I think that the current numbers of comic book movies are unsustainable, below I give 4 reasons why I think the comic book movie will run out of steam sooner than we may think.
1, Movie tastes are cyclical, Star wars spawned lesser clones, launched cinematic star trek and influenced other franchises such as James Bond. The era of Star Wars spilled into TV with shows like Buck Rogers and Battlestar Galactica. Before Star Wars there was a time when there were hundreds of westerns released year on year. Film noir, war movies all have held centre stage, and subsequently passed on. Film, like anything, is subject to zeitgeist, in this instance a cultural response to 9/11 in which a civilian population devastated by an attack embrace the idea that one person could make a difference. The comic book movie feeds that ideal, and the comic films themselves embraced this, the Dark Knight trilogy is almost exclusively about Batman vs terrorists, fanatical foreigners who judge Gotham’s way of life and seek to punish its citizens (sound familiar?). Meanwhile Superman’s first act in Superman Returns is to save a stricken plane falling from the sky, it is not analogy, its explicit reference. Zeitgeist, or more crudely fashion has one constant, that it changes.
2, The economic case: The Comic book movie is becoming increasingly common, Marvel release 2 movies a year, Fox are releasing at least one Fantastic Four or X Men film a year and Sony is looking at releasing a Spiderman franchise film a year. DC/WB are releasing their own movies at a slower rate but if predictions are correct then we can expect at least an annual instalment of Batman, Superman, Wonder woman, Flash or Green Lantern or any team ups therein. 2016 could easily see the following line up; X Men Apocalypse, Fantastic 4, Thor 3, Captain America 3, Venom, AMSM 3, Batman vs Superman
On TV we will have Arrow season 4 and Flash season 2, Gotham series 2, Agents of Shield, Peggy Carter Director of Shield, Daredevil, Luke Cage and Jessica Jones TV series.
This is without considering the likelihood of other comic related films like the Chronicle sequel, Dredd, Spawn, The Incredibles, Hellboy, Constantine etc.
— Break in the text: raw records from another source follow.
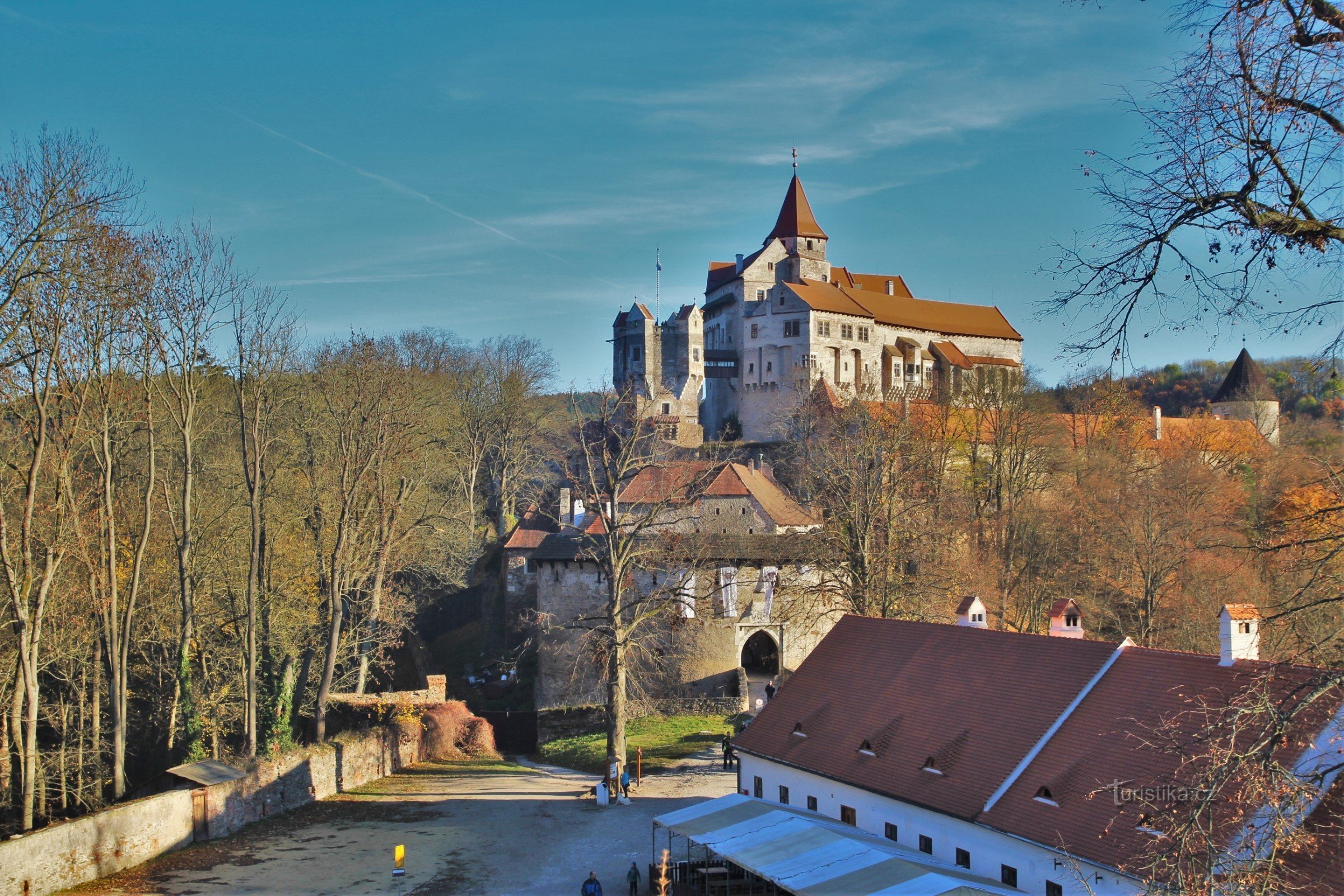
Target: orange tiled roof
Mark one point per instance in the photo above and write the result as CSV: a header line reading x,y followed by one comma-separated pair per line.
x,y
874,282
899,311
952,355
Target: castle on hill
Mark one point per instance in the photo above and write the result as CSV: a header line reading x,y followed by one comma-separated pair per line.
x,y
784,319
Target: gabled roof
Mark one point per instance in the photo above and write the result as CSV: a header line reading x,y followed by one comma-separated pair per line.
x,y
955,319
1245,382
680,481
796,217
1010,713
874,282
724,273
944,680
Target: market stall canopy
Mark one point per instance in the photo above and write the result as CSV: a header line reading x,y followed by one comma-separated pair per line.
x,y
810,855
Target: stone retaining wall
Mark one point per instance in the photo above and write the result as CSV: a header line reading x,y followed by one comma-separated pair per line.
x,y
124,836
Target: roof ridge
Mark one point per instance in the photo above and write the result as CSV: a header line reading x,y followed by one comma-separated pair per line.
x,y
1025,763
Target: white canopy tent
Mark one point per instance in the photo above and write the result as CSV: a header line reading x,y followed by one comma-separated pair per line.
x,y
810,855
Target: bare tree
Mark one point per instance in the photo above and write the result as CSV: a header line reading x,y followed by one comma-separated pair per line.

That is a lot of comic related product, on average every month you will be able to buy or watch a new CBM and watch 3 new episodes of CBTV.
The conclusion is simply that it is unsustainable for 6 or more comic films to be released in a year without harming each other’s box office and/or dvd sales. Simple economic rules are that price and in most cases demand go up in relation to a product’s scarcity, 6 or more major movies and up to 175 TV episodes starts to make the product disposable, and what happens when an Avengers movie makes less than 1 billion? It is deemed a failure, the studio gets nervous and decisions are made. Again there is precedent for this, After the launch of Star Trek The Next Generation we had 7 seasons of TNG, 7 seasons of DS9, 7 seasons of Voyager and 4 seasons of Enterprise, a whopping 800 episodes of Star Trek! The 20 year old fanbase had been established on 69. The end result of this deluge? Increasingly poor box office for the TNG films, and dwindling ratings for the TV show leading to its cancellation and after years in the wilderness two reboot films that have brought nothing original to the table and divided fans and critics alike, failed to ignite merchandising despite significantly bigger budgets than previous instalments. If Agents of Shield, Peggy Carter, Daredevil, Luke Cage, Jessica Jones, Gotham City PD, Arrow and Flash all run for 7 seasons, joining the ten seasons of Smallville we’ll have 1700 hours of modern comic book TV, double that of Star Trek at its point of market saturation. Its also worth pointing out at this juncture that this calculation does not include the very good comic book Animations in production as well.
Add to that the inevitable rising expense of actors, Hugh Jackman has played Wolverine a whopping 7 times in 5 x men films and two solo spin offs. He owns the role, in the public mind he simply is Wolverine. What will it cost to put Wolverine in X Men Apocalypse? What will the box office effect be if Jackman is recast or Wolverine is missing? Robert Downey Junior has played Tony Stark 5 times with a contract for a 6th and 7th appearance. Is a fourth Iron man film (but 8th appearance of the character) without Downey Jr such a box office draw? Would a recast Iron man command a lower budget, what happens when one of these risks doesn’t pay off, or when a star simply demands too much? Lucasfilm had plans to re release all 6 star wars films in 3d, the interest in The Phantom Menace derailed these plans. This demonstrates that there is precedent for amajor studio to change or withdraw from its product if the numbers stop adding up. I suggest that the saturation of the market, freely available TV versions of similar stories and increasing costs vs a reduction in garuanteed box office return will, at some point, make the kinds of numbers of comic book movies we see in production economically unviable.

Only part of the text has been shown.